Platelet concentrates are increasingly being prepared by automated devices that harvest the platelets (or other cells) and return unneeded components (eg, RBCs, plasma) to the donor. This procedure, called cytapheresis, provides enough platelets from a single donation (equivalent to 4 to 6 random platelet units) for transfusion to an adult, which, because it minimizes infectious and immunogenic risks, is preferred to multiple donor transfusions in certain conditions.
Certain patients may not respond to platelet transfusions (called refractoriness), possibly because of splenic sequestration, platelet consumption due to DIC, or destruction due to HLA or platelet-specific antigen alloimmunization (and immune-mediated destruction). If patients are refractory to transfusion, they are tested for alloimmunization if possible. Patients with immune-mediated destruction may respond to multiple random donor platelets (because of greater likelihood that some units are HLA compatible), platelets from family members, or ABO- or HLA-matched platelets. HLA alloimmunization may be mitigated by transfusing WBC-depleted RBCs and WBC-depleted platelet concentrates.

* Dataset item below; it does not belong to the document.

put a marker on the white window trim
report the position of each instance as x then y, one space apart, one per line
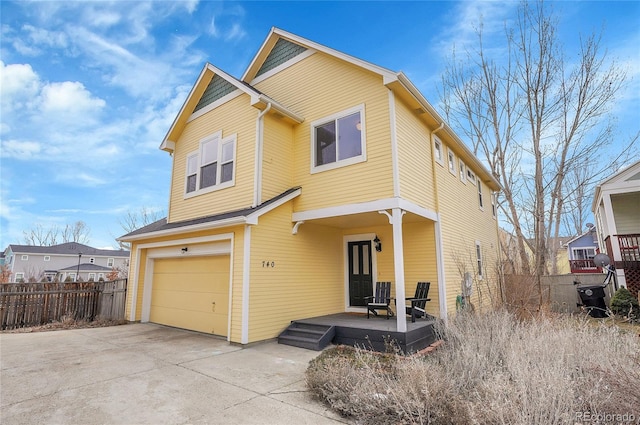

Irradiated blood products are used to prevent graft-vs-host disease in patients at risk (see Graft-vs-host disease (GVHD)). Many attempts have been made to develop blood substitutes using inert chemicals (eg, perfluorocarbons) or Hb solutions to carry and deliver O 2 to tissues. Although these Hb substitutes had promising ability to deliver O 2 to tissues during an emergency, several clinical trials have failed due to increased mortality and severe adverse cardiovascular toxicities (eg, hypotension). Currently, attempts to regenerate platelets and RBCs from various stem cell sources are underway.
Hematopoietic progenitor cells (stem cells) from autologous or allogenic donors can be transfused as a way of reconstituting hematopoietic function (particularly immune function) in patients undergoing myeloablative or myelotoxic therapy (see Hematopoietic Stem Cell Transplantation).